Capítulo XXV
Márquez, en el expediente consta que tienen tres hijos.
-Así es, Su Señoría.
-¿No son suficientes para formar una familia?
-Señora Jueza -respondió el hombre alto, atlético, de pelo gris y claros ojos azules-. Somos una pareja de creyentes. Hemos recibido con amor todos los hijos que Dios nos envió. Mi esposa ya no puede tener otro hijo sin poner en peligro su vida.
-No contestó mi pregunta, señor Márquez. Si tres hijos no son suficientes.
-Sí, son suficientes, Su Señoría.
-¿Y entonces?
-Nuestra gratitud al Señor debe expresarse de alguna manera. Y una manera es dar un hogar a una niñita castigada por el infortunio desde su nacimiento.
«Me gustaría que no fuera tan retórico» pensó Irene. Pero había un fondo de sinceridad en lo que expresaba. La verdad absoluta de la caridad en esos ojos maravillosamente azules, como en las pinturas de San Francisco. Observó a la esposa, Gloria Samudio de Márquez. Pequeñita, casi enana comparada con su musculoso marido. Es del tipo de esposa que prefiere que el esposo hable, mientras ella se toma el trabajo de mirarlo con adoración -se dijo-; ejemplar de esposa perruna -concluyó tratando de no crisparse en una sonrisa.

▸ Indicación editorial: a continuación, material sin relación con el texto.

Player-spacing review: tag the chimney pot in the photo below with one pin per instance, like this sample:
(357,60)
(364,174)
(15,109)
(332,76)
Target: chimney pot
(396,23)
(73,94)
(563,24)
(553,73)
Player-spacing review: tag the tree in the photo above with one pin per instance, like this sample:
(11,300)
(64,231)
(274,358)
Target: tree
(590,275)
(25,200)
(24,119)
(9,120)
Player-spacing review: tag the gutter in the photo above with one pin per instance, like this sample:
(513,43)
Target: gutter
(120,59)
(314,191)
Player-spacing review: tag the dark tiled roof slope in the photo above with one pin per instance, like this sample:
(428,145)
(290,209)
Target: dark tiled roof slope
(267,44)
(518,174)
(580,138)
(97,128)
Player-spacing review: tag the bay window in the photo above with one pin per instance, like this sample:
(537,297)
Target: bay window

-Existe otra pareja que ha solicitado a la niña -dijo- y, como se trata de una pareja sin hijos, le lleva ventaja, en lo que concierne ala ley.

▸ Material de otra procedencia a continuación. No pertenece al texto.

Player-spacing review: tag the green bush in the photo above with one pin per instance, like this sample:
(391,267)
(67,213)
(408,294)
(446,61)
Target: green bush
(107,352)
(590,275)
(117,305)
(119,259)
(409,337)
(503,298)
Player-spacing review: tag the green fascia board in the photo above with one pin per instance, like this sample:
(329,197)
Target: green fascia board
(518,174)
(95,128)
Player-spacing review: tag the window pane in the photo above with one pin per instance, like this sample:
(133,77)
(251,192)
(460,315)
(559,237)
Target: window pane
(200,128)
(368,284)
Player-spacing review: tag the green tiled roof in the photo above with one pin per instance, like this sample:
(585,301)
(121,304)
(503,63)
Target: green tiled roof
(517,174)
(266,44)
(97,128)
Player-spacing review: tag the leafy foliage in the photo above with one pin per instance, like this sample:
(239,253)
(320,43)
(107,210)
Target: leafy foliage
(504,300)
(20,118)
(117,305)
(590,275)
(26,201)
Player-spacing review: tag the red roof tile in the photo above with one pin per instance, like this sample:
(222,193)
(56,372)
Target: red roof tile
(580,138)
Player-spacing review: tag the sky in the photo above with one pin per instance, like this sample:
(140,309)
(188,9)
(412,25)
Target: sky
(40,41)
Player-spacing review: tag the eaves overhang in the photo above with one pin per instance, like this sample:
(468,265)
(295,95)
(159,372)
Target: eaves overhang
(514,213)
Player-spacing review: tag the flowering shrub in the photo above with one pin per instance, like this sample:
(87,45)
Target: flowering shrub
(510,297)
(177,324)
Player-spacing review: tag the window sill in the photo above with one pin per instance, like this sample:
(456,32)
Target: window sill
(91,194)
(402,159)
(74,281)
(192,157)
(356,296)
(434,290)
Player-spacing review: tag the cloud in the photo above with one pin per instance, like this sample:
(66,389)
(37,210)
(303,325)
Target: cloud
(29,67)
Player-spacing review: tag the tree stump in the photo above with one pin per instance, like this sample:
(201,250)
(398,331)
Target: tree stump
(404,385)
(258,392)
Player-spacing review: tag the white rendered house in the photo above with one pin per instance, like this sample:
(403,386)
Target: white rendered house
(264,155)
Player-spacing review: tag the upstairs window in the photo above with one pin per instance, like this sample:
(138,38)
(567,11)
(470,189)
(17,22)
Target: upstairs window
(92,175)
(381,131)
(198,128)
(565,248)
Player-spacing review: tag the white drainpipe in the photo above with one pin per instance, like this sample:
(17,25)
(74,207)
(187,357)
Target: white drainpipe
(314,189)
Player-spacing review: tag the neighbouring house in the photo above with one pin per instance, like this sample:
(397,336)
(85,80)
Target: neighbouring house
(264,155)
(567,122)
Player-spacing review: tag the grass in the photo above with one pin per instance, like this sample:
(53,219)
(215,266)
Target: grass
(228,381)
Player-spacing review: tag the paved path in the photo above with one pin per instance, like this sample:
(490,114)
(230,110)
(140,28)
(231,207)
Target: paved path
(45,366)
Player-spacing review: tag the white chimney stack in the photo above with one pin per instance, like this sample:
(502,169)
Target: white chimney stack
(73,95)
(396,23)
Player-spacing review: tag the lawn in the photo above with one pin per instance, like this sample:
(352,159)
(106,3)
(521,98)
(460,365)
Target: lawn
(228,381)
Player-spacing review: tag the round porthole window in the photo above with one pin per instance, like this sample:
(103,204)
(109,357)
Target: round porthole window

-Nos someteremos a la voluntad de Dios -respondió el señor Márquez.
«Pues ocurre que el Señor me ha transferido la responsabilidad de —106→ cumplir mi voluntad, santurrón de m...» -le respondió mentalmente Irene.
-Creo que no es necesario interrogarle sobre su situación económica -dijo la jueza, adivinando que la respuesta iba a ser que «el Señor nos ha colmado de bienes» y acertó.
-El Señor nos ha colmado de bienes -dijo efectivamente el señor Márquez.
-Me gustaría conocer la opinión de su esposa -requirió la jueza y envió lo que quiso ser una fría mirada a la mujercita, que sufrió un sobresalto.
(¿Por qué quieres atormentar a esa almita buena, Irene?) (Pero veamos qué dice la pequinesa.)
Gloria Samudio de Márquez miró a su esposo como solicitando permiso, o ayuda, o un mensaje de socorro para que él se hiciera cargo, según la costumbre.
-Mi esposa... -empezó a decir el señor Márquez.
-Se lo pregunté a ella -le cortó Irene-. ¿Señora?
-Comparto todo lo que dice mi marido -balbuceó ella.
«La palabra no es comparto, enana, es obedezco. Me pregunto si estos dos no han encontrado la fórmula del matrimonio feliz».
De pronto se encontró con la mente en blanco. Ese hombre arrancaba del cielo todas las respuestas adecuadas como quien arranca frutas de un árbol inagotable. La caridad tiene una lógica de hierro, Irene -se dijo.
Dio por concluida la entrevista. Con espíritu de justicia, debería convocar también a don Miguel y Sara, pero solamente la idea le ocasionó un escalofrío. Ya había conversado una vez con los dos, y había sentido recorrerle el espinazo un frío como de sepultura.